Tampak mesin tersebut mengikis tipis kulit pipa. Serpihan kikisan itu pun berterbangan, menempel di tangan dan bajunya.
Tak butuh waktu lama bagi Adhe untuk menggambar motif, jari jemarinya seperti telah lihai memproyeksikan gambar dibenaknya. Motif pun selesai tergambar di atas pipa.
Dia kemudian melanjutkan membuat dasar agar lampion bisa berdiri, lalu ditempelkannya dudukan lampu, dan lampion pipa pun tercipta.
Bentukan unik itu semakin menarik dengan lampu warna warni yang terpasang di dalamnya. Memperkuat motif garis yang dibentuk dengan mesin gerindra tersebut.
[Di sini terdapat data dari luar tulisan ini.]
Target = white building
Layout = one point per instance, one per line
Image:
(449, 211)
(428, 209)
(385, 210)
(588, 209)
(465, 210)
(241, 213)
Adhe mengaku tak ingin mewarnai pipa itu, karena hanya akan meresap cahaya lampu. Ia pun membiarkan warna alami pipa karena cahaya, bentukan, dan garis motif itu lah yang membuat karyanya menarik.
"Saya melakukan ini karena dipandang sebelah mata. Saya sempet lamar kerja tapi tak diterima mereka ketakutan dengan latar belakang saya. Kecurigaan dan penolakan itu memicu saya untuk semangat berkarya," kata Adhe.
Nampaknya, video yang disajikan di media daring sedikitnya berkontribusi bagi Adhe karena telah memberikan banyak inspirasi.
Ketika ia menyaksikan sesuatu yang menarik dan unik, Adhe kerap menguliknya sampai bisa dan berhasil menciptakan karyanya sendiri.
"Lihat di YouTube. Awalnya spekulasi, meski belum bisa tapi saya punya dasar melukis dan mematung," kata di.
Mata Pencaharian.
Karya yang ia beri nama "Lampion Paralon" itu pun akhirnya menjadi salah satu mata pencahariannya.
Adhe menjual karyanya itu dengan harga yang variatif, mulai dari Rp 50.000 hingga ratusan ribu, tergantung dari besaran dan motif pesanan.
Biasanya tetangga atau mereka yang tertarik bisa datang langsung memesan ke rumahnya atau via telepon.
Baca juga: Kisah Julius, Remaja 13 Tahun Lumpuh Sejak Lahir, Andalkan Mama yang Kerja Serabutan
Hanya saja, bisnis lampionnya itu belum berkembang begitu pesat. Sejauh ini Adhe hanya memasarkannya dari mulut ke mulut.
Pembeli sendiri belum begitu banyak, ia hanya bisa membuat lampion paralon ketika ada pesanan saja.
Pernah suatu ketika ia menjual produknya itu di pinggiran jalan, tapi hanya sedikit yang terjual.
Uang hasil penjualan digunakan untuk kebutuhan sehari-hari.
"Ya untuk biaya sehari-hari lumayan lah, kan dibantu dengan kerja serabutan seperti ikut proyekan bikin relik taman, tapi itu juga gak setiap hari biasanya bulanan. Alhamdulilah kadang juga dibantu warung istri," ujar dia.
Modal memang menjadi kendala dalam mengembangkan produk lampion paralonnya itu.
Pasalnya, selama ini Adhe membuat lampion paralon dari limbah tak terpakai yang diambil di tempat sampah atau pun dibeli dari tukang loak.
"Itu pun kalau (limbah pipa) ada, kan tidak setiap hari ada. Jadi kalau ada saja, karena kalau beli yang baru cukup mahal juga," ucap Adhe.
Merangkul mantan napi
Dalam sehari, Adhe mampu memproduksi tiga produk lampion paralon dengan motif yang berbeda.
Ketika ada banyak pesanan, ia kadang mengajak rekan senasib untuk membantunya.